Gli Usa, dunque, faranno da locomotiva, la Cina continuerà a scambiare una gran quantità di merci con il resto del mondo, la Gran Bretagna è in netta accelerazione grazie al successo nelle vaccinazioni, l’Unione Europea resta agganciata in quarta posizione, con l’Italia tra i vagoni di coda. Può darsi che, come molti sperano, ci sarà un rimbalzo superiore alle previsioni nel prossimo autunno, ma in ogni caso l’economia italiana è piombata nella pandemia quando era già in recessione; sarà impossibile recuperare il Pil del 2019 e comunque quel livello era insufficiente. Ne parleremo nel 2022, se tutto andrà bene. Intanto, dobbiamo sostenere con politiche attente i segnali di vitalità che vengono dal basso. 

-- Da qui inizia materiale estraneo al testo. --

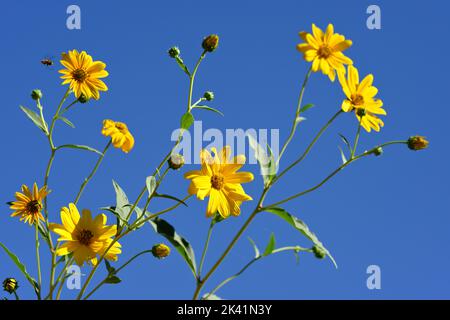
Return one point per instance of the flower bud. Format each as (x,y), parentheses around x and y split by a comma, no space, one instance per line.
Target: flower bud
(378,151)
(176,161)
(83,98)
(361,112)
(10,285)
(210,43)
(174,52)
(160,251)
(319,252)
(417,143)
(208,95)
(36,94)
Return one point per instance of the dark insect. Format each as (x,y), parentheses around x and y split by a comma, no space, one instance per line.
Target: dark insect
(47,62)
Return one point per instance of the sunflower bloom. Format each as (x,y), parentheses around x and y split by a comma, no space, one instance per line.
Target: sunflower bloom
(85,237)
(83,74)
(119,133)
(28,205)
(324,50)
(361,99)
(218,178)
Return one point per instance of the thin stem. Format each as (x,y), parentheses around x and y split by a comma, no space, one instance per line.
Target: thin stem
(358,132)
(116,272)
(308,149)
(297,114)
(38,259)
(201,282)
(94,170)
(332,174)
(205,248)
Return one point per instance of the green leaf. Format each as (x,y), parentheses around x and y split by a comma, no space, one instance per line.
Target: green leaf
(122,204)
(183,247)
(33,116)
(266,161)
(306,107)
(187,120)
(344,159)
(150,182)
(210,296)
(270,246)
(22,268)
(255,247)
(346,142)
(302,227)
(66,121)
(81,147)
(167,196)
(209,108)
(113,279)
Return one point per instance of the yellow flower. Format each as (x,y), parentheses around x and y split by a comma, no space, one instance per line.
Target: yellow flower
(29,204)
(85,237)
(119,133)
(361,99)
(219,179)
(324,50)
(83,74)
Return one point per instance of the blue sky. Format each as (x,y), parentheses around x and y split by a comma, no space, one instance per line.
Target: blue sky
(390,211)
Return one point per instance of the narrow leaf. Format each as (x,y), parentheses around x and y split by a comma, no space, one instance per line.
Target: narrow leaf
(210,109)
(33,116)
(255,247)
(186,121)
(66,121)
(183,247)
(302,227)
(168,196)
(150,182)
(80,147)
(270,246)
(21,267)
(306,107)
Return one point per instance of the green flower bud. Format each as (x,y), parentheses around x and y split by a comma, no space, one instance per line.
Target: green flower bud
(176,161)
(36,94)
(160,251)
(208,95)
(417,143)
(174,52)
(318,252)
(10,285)
(210,43)
(378,151)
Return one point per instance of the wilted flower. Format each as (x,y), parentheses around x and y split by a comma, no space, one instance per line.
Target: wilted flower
(417,143)
(120,135)
(160,251)
(10,285)
(210,43)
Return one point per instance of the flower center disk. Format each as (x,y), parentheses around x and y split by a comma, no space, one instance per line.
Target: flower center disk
(33,206)
(85,236)
(217,181)
(79,74)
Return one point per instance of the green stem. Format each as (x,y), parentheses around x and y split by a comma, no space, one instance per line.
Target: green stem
(297,114)
(201,282)
(116,272)
(205,248)
(310,146)
(38,259)
(364,154)
(94,170)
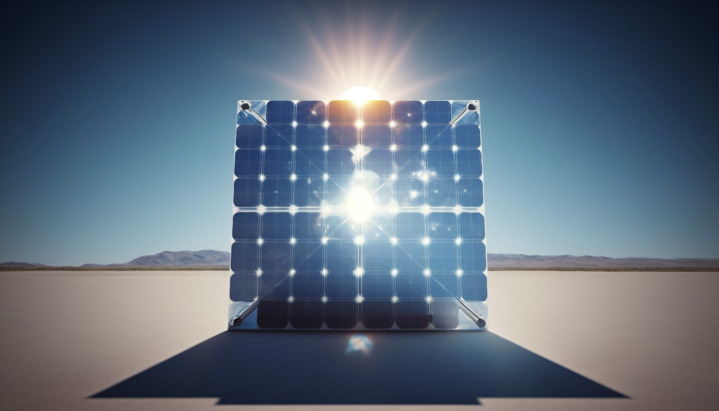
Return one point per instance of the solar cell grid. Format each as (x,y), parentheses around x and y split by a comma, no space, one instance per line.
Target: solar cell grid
(353,216)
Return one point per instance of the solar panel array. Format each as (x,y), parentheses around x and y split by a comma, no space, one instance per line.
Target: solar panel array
(358,216)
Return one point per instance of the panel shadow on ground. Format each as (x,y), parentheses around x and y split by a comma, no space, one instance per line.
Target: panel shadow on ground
(265,367)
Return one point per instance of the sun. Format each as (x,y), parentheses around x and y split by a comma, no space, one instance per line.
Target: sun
(359,95)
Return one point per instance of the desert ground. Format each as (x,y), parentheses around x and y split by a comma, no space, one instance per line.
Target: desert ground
(90,340)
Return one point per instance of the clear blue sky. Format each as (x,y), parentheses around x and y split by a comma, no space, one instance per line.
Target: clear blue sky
(600,121)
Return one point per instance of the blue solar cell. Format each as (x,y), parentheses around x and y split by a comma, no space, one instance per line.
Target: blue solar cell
(342,111)
(273,314)
(248,163)
(377,256)
(408,112)
(473,256)
(376,136)
(276,191)
(442,257)
(377,284)
(469,163)
(245,257)
(278,137)
(467,136)
(441,162)
(444,286)
(275,286)
(276,227)
(276,257)
(469,192)
(245,226)
(376,111)
(341,314)
(249,135)
(441,192)
(378,314)
(471,225)
(307,314)
(408,135)
(310,136)
(281,112)
(442,226)
(342,136)
(340,285)
(412,314)
(308,226)
(307,284)
(439,136)
(310,112)
(410,226)
(243,287)
(412,284)
(277,163)
(437,112)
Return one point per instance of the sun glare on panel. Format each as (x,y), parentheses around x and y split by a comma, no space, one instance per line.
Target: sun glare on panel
(359,95)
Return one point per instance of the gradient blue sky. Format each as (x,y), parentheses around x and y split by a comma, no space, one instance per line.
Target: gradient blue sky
(600,121)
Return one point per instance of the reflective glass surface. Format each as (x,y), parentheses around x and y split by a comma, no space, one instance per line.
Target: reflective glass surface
(354,216)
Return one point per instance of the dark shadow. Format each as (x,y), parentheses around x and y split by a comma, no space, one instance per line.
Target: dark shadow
(263,367)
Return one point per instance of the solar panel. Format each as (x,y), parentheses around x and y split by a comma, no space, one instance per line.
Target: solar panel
(354,216)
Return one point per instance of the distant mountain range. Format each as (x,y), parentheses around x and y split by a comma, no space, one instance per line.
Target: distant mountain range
(213,259)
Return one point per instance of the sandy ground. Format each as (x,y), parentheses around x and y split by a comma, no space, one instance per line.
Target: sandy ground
(65,336)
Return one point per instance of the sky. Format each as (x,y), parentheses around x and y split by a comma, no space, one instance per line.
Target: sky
(599,120)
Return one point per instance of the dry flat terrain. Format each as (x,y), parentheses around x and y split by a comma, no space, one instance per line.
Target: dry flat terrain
(559,340)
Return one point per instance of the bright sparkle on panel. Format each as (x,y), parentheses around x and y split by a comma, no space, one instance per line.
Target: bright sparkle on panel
(359,205)
(359,95)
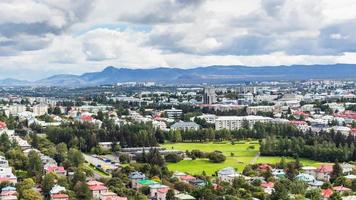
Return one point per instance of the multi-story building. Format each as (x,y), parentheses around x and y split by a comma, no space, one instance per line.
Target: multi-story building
(40,109)
(236,122)
(15,109)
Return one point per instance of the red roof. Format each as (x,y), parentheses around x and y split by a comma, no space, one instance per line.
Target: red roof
(267,185)
(187,178)
(97,187)
(59,196)
(163,190)
(341,189)
(264,167)
(5,179)
(8,193)
(326,193)
(92,183)
(325,169)
(86,118)
(54,168)
(2,125)
(347,114)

Sarà determinante il piano per la ripresa, ma non solo; è importante vedere quante risorse aggiuntive (in debito) verranno messe in campo con il Documento di economia e finanza e come saranno indirizzate e distribuite. Aprile è il mese cruciale per questo, sperando che T.S. Eliot abbia torto e non si riveli il più crudele. Il Recovery plan e il bilancio per il 2022 debbono andare avanti insieme, mano nella mano; entrambi dovranno servire non solo a coltivare, ma a concimare i germogli.